Kırk yıl süren bir yolculuk. Ken’ân İli, (8) Yakûb Aleyhisselâm’ın memleketidir. Ken’ân diyârının en büyük şehirleri, Erihâ, Nablüs ve Kudüs ol­du­ğundan hemen karşılarına gelen Erîha şeh­rine doğru gittiler. (9) Mısır’ı fetheden, Yûşâ Aleyhisselâm ile Kâlib bin Yuknâ kuman­da­sındaki iki tevhid ordusunun dönmesi üzerine Musa Aleyhisselâm, İsrâil Oğullarına Ken’ân ille­rine doğru hareket etme emrini verdi. Ken’ân illeri, mukaddes topraklar. Musa Aleyhisselâm o mukaddes topraklara yerleşme emrini al­mıştı. Fakat buraları o zaman Amâlika kabilele­rinden bir takım zor­baların elinde olup onları oradan çarpışarak çıkarmak gerekiyordu. (10) Ken’ân iline Cebbâr bir kavim olan Amalikâ kâfirleri yerleşmişti. Mukaddes topraklara, ana yurdu ve baba ocağına girebilmek için hiç şüphesiz Amâlika’lılar ile sa­vaşmak gerekiyordu.
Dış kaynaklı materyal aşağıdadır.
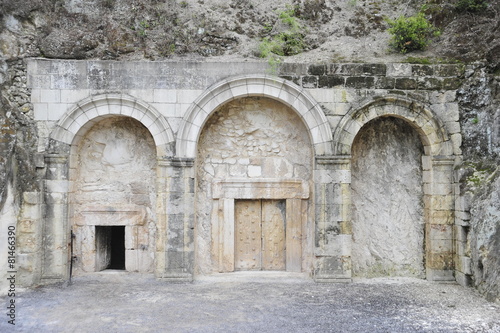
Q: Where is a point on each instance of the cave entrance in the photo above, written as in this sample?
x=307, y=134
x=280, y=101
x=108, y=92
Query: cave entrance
x=110, y=247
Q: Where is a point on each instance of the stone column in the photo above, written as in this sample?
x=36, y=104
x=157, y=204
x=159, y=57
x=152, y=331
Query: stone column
x=175, y=243
x=333, y=231
x=56, y=238
x=439, y=205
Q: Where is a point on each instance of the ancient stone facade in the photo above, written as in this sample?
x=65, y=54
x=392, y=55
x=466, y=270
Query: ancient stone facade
x=186, y=161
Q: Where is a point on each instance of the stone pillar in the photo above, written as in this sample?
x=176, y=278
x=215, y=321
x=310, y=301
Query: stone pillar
x=56, y=246
x=463, y=266
x=333, y=230
x=439, y=205
x=175, y=243
x=29, y=239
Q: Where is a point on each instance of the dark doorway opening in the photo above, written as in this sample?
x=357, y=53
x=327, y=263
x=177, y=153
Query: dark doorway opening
x=110, y=247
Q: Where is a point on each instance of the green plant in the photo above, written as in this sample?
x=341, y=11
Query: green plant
x=411, y=33
x=471, y=5
x=288, y=42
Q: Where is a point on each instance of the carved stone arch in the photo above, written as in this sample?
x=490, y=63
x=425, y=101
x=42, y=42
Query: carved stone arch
x=430, y=128
x=247, y=86
x=90, y=110
x=61, y=169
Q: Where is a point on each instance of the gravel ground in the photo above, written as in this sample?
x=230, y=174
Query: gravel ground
x=250, y=302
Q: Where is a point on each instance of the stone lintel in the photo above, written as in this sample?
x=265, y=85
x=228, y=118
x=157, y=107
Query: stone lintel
x=261, y=188
x=443, y=160
x=176, y=162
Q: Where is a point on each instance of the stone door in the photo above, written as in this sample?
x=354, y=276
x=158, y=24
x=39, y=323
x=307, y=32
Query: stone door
x=260, y=235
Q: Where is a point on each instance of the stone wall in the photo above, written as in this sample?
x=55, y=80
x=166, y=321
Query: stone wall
x=176, y=101
x=114, y=184
x=249, y=138
x=387, y=198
Musa Aleyhisselâm, Filistin’deki bu Cebbârlar deni­len Amalika kâfirlerinin hallerini araştırmak için, İsrâil Oğullarından ve içlerinde Yûşâ Aleyhisselâm ile Hazret-i Kâlib’in bulunduğu on iki kabilenin temsilcilerin­den meydana gelen bir keşif kolu gönderdi. Bunlar gidip düşmanın kuvvet ve kalabalığını yerinde görecek ve araştıracaklardı. Amâlika’lılardan gördüklerini dönüp Musa Aleyhisselâm’a an­lattılar. Musa Aleyhisselâm, taktik ge­reği, görüp işittiklerini halka anlat­mamalarını istedi. Yûşâ Aleyhisselâm ile Hazret-i Kâlib dışında diğer görevliler gördüklerini halka anlattılar. Asırlarca esâret ve zulüm altına yaşayan İsrâil oğullarının millî duyguları körleşmişti. Şuursuz ve ruh­suz bir toplum haline gelmiş­lerdi. Tembel, yorgun ve bitkin bir insan portresini çizen Yahudîler, endişeye kapıldılar. Korktular. Musa Aleyhisselâm, savaş için almış olduğu ilâhî emri kendile­rine tebliğ ettiği zaman, Yahudîler, mukad­des yurtları için olsa bile savaşamayacaklarını şöyle dile getirdiler:

-“Ey Musa! Orada cebbâr bir kavim var. Biz on­larla nasıl baş edebiliriz? Sonra halimiz ne olur? Sen git, Rabbinle beraber orada savaş. Biz burada oturup sizi bekliyeceğiz,” (11)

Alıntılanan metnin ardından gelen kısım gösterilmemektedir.